日本のどっかの県、なんとか部にあるなんらかの村(今はもう市になってた気もする)そのどっかに彼の出生したとされる家がある(ちがったかもしれないが。)
私は頭狂を早朝に経ち、新幹線と電車そして現地のローカルバスを乗り継ぐこと数時間。野を越え山を越え、やっとそこへ到着した。
村にあるその古民家。玄関前に着いた私はインターホンを鳴らす。
「ごめんくださいませ、足皮すすむです。」
すると、住人がインターホン越しに応える。
「え、っ…と、どちら様でしょうか?」
「いや足川ですけど。」
「アシ…カワ様…」
「昨日…おとといだったかな?なんかのラジオで…なんだっけ、十なんとか。十…太郎?十…ナントカの特集をやってまして、それで興味を抱いたので来てみました。」
「ええと、すみませんちょっと…そういうのは迷惑なのですが…。」
「名前なんでしたっけ?漢数字で十ってついてたのは覚えてるんですけど。あ、十蔵だ。
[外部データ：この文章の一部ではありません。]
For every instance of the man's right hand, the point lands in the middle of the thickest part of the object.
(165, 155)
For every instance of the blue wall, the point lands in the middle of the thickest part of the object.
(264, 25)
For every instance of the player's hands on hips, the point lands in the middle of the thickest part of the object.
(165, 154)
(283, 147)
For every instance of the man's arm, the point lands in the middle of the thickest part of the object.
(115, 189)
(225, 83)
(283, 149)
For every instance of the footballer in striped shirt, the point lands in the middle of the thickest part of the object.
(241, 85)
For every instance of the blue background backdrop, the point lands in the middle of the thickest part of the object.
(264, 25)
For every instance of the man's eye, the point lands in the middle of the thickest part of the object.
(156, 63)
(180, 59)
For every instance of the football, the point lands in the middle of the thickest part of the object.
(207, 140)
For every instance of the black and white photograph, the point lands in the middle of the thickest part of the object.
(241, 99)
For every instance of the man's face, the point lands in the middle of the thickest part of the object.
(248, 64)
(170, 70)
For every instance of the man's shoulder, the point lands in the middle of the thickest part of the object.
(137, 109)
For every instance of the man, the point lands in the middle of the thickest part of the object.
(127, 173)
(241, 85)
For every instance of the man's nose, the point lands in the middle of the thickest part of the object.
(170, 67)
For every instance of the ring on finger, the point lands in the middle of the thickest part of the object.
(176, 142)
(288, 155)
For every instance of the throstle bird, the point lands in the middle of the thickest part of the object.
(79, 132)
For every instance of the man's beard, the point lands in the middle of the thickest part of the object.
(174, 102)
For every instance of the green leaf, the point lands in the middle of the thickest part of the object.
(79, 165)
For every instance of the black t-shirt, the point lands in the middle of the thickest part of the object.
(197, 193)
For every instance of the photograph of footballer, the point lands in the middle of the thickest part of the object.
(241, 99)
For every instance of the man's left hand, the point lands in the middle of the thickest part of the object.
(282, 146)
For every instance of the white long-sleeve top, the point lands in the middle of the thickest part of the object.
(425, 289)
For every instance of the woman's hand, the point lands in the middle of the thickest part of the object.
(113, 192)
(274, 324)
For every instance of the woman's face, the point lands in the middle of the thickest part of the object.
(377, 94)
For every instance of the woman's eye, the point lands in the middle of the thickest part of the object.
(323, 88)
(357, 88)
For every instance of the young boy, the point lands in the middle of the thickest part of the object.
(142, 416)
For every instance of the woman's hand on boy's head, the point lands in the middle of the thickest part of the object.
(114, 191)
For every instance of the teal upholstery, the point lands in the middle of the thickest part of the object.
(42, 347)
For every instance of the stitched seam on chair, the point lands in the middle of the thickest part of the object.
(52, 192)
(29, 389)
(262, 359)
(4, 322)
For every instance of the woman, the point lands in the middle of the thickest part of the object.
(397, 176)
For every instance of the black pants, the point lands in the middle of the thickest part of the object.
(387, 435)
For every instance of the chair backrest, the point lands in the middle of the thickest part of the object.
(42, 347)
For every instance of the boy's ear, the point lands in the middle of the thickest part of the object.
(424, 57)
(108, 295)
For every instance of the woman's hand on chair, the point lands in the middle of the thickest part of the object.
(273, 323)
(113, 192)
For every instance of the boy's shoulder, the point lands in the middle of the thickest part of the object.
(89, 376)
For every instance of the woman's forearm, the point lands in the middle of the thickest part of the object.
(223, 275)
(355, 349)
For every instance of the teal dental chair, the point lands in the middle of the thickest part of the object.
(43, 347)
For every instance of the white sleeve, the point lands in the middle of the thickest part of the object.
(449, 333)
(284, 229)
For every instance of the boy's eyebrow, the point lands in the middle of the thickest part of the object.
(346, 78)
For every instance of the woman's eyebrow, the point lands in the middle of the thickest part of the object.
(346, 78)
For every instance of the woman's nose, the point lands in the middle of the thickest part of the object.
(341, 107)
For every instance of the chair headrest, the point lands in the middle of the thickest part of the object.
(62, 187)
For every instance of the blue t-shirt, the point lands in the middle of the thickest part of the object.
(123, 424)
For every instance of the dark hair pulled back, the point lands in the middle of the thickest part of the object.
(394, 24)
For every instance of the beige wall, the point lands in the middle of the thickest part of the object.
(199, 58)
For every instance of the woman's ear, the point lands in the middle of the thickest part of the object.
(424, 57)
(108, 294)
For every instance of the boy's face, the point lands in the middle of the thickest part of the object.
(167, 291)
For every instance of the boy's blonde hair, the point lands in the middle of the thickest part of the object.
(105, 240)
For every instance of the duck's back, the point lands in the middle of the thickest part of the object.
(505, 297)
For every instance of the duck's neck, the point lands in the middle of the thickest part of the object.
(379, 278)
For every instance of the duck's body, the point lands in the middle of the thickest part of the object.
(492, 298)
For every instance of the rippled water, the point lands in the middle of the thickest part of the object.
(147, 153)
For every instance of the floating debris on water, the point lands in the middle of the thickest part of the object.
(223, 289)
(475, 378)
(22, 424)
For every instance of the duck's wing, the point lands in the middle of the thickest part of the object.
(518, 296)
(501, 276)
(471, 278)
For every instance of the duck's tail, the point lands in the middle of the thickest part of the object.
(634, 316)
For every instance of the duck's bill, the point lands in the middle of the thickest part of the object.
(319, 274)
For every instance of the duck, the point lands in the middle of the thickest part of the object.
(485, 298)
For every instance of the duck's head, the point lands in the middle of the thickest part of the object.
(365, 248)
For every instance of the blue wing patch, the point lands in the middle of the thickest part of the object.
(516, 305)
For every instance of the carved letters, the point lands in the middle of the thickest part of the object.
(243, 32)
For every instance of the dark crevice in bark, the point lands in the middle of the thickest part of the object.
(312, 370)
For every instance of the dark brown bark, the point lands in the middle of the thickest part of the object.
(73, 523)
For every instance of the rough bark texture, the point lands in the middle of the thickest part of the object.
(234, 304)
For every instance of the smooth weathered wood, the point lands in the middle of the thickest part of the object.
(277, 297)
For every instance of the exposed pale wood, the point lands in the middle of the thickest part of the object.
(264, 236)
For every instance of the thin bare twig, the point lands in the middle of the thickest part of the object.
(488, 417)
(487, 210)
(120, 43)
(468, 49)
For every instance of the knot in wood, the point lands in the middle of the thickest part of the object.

十蔵でしたっけ?ですよね?なんか十蔵の面白エピソードとかありましたら今聞かせてもらえません?インターホン越しでもいいんで。」
「いや、確かに私の先祖に宮島十蔵という者がおりましたが、かなり古い記録ですのでお話出来ることなどはありません。申し訳ありませんが…。」
「ではインターホン越しもなんですので、中へ上がらせてもらってもいいですか?お茶やお菓子も出してもらえるとありがたいのですが…。」
「いや貴方失礼すぎませんか?こんな真夜中に突然やってきてあがらせろだなんて。お引き取りください。」
「これは申し訳ありません。では出直してまいります。15分ほどしたらまた伺いますので、お茶とお菓子をご用意ください。お茶は私が来る直前に冷蔵庫から出してくださいね。ぬるいのはあまり飲みたくないので…。お菓子も、可能な限りチョコが入っている物でお願いします。チョコオンリーの菓子でも構いません。ナッツはアレルギー持ってるんで入ってないやつをお願いします。あとハチミツも入ってるといいなあ。あ!あと私軽く潔癖症なので玄関マットは新しいものに変えておいてください。スリッパも頼みますよ。スリッパはできればミントグリーンカラーでお願いします。今日のラッキーカラーだったので。」
…そう私が話をしている途中で、いつの間にかインターホンは切られていたようだった。人が話している最中だというのに、失礼なやつもいたもんだ。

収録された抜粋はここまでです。